Want more Vegan “Egg” recipes?
- 12.3 ounces silken firm tofu*
- 3 tablespoons nutritional yeast
- 1 tablespoon cornstarch
- 4 tablespoons brown rice flour
- 2 tablespoons unsweetened non-dairy milk I used almond milk
- 1/2 teaspoon paprika
- 1/4 teaspoon onion powder
- 1/4 teaspoon turmeric
- 1/2 teaspoon black salt (kala namak) OR regular salt*
- 2-3 tablespoons olive oil
- non-dairy cheese shreds (I used daiya cheddar)
- Stretchy Vegan Mozzarella
- sautéed vegetables, such as mushrooms, spinach, kale, broccoli, onions, tomatoes or zucchini
- Drain any liquid from the tofu package. Add the tofu, nutritional yeast, cornstarch, brown rice flour, unsweetened non-dairy milk, paprika, onion powder, turmeric and black salt (or regular salt) to a blender. Blend until smooth, scraping down the sides as needed. Set aside.
- If you want to use sautéed vegetables as your filling, cook them now in a small pan with a little olive oil until soft, then set aside. You can even use the same pan you will make your omelette in, just place the cooked vegetables on a plate and keep them close by. Have any vegan cheese you will use nearby as well.

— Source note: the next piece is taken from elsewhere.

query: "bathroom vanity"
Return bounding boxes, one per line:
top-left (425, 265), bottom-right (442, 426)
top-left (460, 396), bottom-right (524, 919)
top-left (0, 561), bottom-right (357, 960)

- Make the Omelette: Add a few tablespoons of olive oil to a medium non-stick pan (or spray with oil) and turn to medium-high heat. Once hot, pour half of the omelette batter into the center of the pan, trying to make a circle. You can use a spatula to encourage it to spread, sort of like a pancake. You don't want it to be too thick, about 1/4-1/2 of an inch thick is perfect.
- Cover and cook for 3-4 minutes, or until the top looks somewhat dry and set, no longer liquidy. At this point, if for some reason it was thicker than you thought or it's not cooked all the way through, you can carefully flip the omelette over and cook the other side for 1-2 minutes.
- Add any fillings you want (I used cooked onions, mushrooms, spinach and daiya cheddar shreds) to one half of the omelette, then fold one side over to cover the fillings. Cover and cook for another 1-2 minutes, until the cheese has melted.
- With a spatula, carefully transfer the omelette to a plate and serve with any additional toppings desired. Repeat with the rest of the batter and toppings. The recipe makes 2 omelettes. Enjoy!
- Silken firm tofu, such as Mori-Nu brand in the vaccum sealed packages, is the best option here. I did try it with regular firm tofu that comes in water, and it worked okay but I had to add more liquid because the mixture was so thick. If you have to use firm tofu, add 1/4-1/2 cup of water until it is pourable and not too thick.
- Black salt, also known as Kala Namak, gives foods an "eggy" flavor. I don't personally like it because it makes things taste a little too real and egg-like for me, but some people love it and it's the secret to making this omelette taste very much like eggs! You can simply use regular salt instead if you want.
- Nutrition facts do not include any fillings or toppings, just the omelette itself.
- This recipe can be easily doubled or even tripled to make more omelettes.
- Leftover vegan omelettes will keep in the refrigerator for 1-2 days. I do not recommend freezing.